Lamentavelmente, a crise de finais dos anos 1980, a invasão militar estadunidense no Natal de 1989 e o tsunami neoliberal que veio em seguida, devastaram moralmente à República, até o extremo de que seu povo foi capaz de eleger um governo tão peculiar como o que agora reina no país. Porém, parafraseando a conhecida advertência de Omar Torrijos, não há mal regime que dure demasiado nem povo que o aguente. E a permissividade deste povo já está chegando a seu limite.
Claro que tal consórcio transnacional tem recursos de sobra para gastar na compra de porta-vozes e versões com que enganar a opinião pública local e estrangeira. Porém, como Panamá é um país que é grande por suas proezas históricas mas pequeno de tamanho, logo se espalhou que determinados membros da Junta Diretora da Autoridade do Canal tinham “recebido chamadas”. E nos  meios de comunicação, por sua vez, já aparecem os “especialistas” alarmando com o suposto desastre financeiro que a demora nas obras de ampliação do Canal ocasionaria ao país, ou engenhando-se para desacreditar as motivações da firmeza moral e técnica da administração do Canal.
O que não dizem é que os atrasos reais na obra se deve a uma deficiente administração dos trabalhos, ou que a atual lentidão com a que querem chantagear a empresa panamenha.

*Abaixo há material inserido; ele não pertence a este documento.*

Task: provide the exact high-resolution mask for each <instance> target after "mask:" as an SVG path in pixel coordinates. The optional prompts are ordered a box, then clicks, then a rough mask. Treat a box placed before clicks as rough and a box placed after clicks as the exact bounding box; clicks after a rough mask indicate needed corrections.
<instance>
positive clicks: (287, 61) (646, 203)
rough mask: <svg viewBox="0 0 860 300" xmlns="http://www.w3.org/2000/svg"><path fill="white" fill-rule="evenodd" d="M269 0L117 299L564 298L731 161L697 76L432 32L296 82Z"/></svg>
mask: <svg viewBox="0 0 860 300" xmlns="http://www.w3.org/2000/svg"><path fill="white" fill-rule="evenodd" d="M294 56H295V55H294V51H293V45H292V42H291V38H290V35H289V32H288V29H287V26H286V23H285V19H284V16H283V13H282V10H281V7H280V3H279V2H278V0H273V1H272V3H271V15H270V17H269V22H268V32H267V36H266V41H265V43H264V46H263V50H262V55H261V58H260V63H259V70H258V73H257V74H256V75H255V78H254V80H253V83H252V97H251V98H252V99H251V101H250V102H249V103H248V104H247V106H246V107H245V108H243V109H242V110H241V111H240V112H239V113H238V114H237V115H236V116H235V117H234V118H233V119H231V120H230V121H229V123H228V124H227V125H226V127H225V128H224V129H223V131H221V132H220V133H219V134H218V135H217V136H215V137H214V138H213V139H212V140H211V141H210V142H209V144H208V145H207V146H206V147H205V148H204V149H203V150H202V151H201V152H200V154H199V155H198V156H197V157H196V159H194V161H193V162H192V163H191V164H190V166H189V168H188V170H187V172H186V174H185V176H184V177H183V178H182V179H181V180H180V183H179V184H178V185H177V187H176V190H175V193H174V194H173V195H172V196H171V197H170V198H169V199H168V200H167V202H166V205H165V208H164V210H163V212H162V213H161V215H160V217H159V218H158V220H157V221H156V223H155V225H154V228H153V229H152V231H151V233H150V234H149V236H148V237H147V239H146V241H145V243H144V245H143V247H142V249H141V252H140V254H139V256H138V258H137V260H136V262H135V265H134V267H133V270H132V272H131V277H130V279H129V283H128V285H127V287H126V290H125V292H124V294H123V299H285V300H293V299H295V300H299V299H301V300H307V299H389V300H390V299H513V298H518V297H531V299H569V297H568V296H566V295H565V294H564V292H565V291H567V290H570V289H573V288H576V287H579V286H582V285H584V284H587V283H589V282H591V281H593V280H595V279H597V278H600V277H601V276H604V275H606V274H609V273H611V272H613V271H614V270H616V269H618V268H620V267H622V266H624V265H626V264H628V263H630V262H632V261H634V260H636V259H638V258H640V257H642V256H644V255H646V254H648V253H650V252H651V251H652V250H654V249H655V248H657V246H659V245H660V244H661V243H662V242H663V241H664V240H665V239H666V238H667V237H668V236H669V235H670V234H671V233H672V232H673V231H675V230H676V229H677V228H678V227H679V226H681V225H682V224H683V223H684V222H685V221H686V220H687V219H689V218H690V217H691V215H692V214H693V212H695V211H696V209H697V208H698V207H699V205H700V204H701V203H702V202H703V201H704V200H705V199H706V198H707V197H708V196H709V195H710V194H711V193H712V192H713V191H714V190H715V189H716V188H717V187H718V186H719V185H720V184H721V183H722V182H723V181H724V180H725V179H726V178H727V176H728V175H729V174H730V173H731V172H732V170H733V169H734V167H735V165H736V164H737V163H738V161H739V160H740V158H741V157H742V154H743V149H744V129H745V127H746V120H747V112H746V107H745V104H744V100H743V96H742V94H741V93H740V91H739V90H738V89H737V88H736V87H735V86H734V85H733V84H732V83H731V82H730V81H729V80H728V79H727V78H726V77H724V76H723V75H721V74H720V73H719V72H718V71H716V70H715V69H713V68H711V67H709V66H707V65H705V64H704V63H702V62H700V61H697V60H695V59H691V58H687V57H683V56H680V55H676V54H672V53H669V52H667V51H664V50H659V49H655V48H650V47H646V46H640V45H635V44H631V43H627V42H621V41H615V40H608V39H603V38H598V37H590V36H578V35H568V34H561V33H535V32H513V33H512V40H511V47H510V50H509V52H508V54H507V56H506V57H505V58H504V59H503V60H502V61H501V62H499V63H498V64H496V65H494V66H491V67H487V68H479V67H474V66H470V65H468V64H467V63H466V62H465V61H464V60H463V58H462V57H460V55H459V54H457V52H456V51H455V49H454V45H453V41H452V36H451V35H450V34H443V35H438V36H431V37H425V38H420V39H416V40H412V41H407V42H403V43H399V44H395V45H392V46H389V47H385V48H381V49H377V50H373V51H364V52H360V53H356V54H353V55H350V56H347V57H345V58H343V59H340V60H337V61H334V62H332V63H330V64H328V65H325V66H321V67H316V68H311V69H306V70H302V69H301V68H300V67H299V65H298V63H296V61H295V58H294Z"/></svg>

Não obstante, pouco vale o pretexto de que a licitação foi mal conduzida porque Sacyr já estava questionada no momento em que disputou, posto que o sócio mais forte e beligerante nesta maquinação é a próspera Impregilio, uma das maiores do mundo. E menos ainda alegar que o contrato deveria ter sido firmado com outro concorrente, posto que o “outro”, é a imperial Bechtel, cujo prontuário enrubesceria a qualquer competidor europeu (se alguém duvidar pode procurar, por exemplo, o historial dos sobre-preços praticados no metro de Boston). Como tampouco vale a desculpa de que se outorgou um contrato “secreto”, posto que, desde o início, este está disponível na página web da Administração do Canal, que há dois anos tem entregado cópias a quem solicite.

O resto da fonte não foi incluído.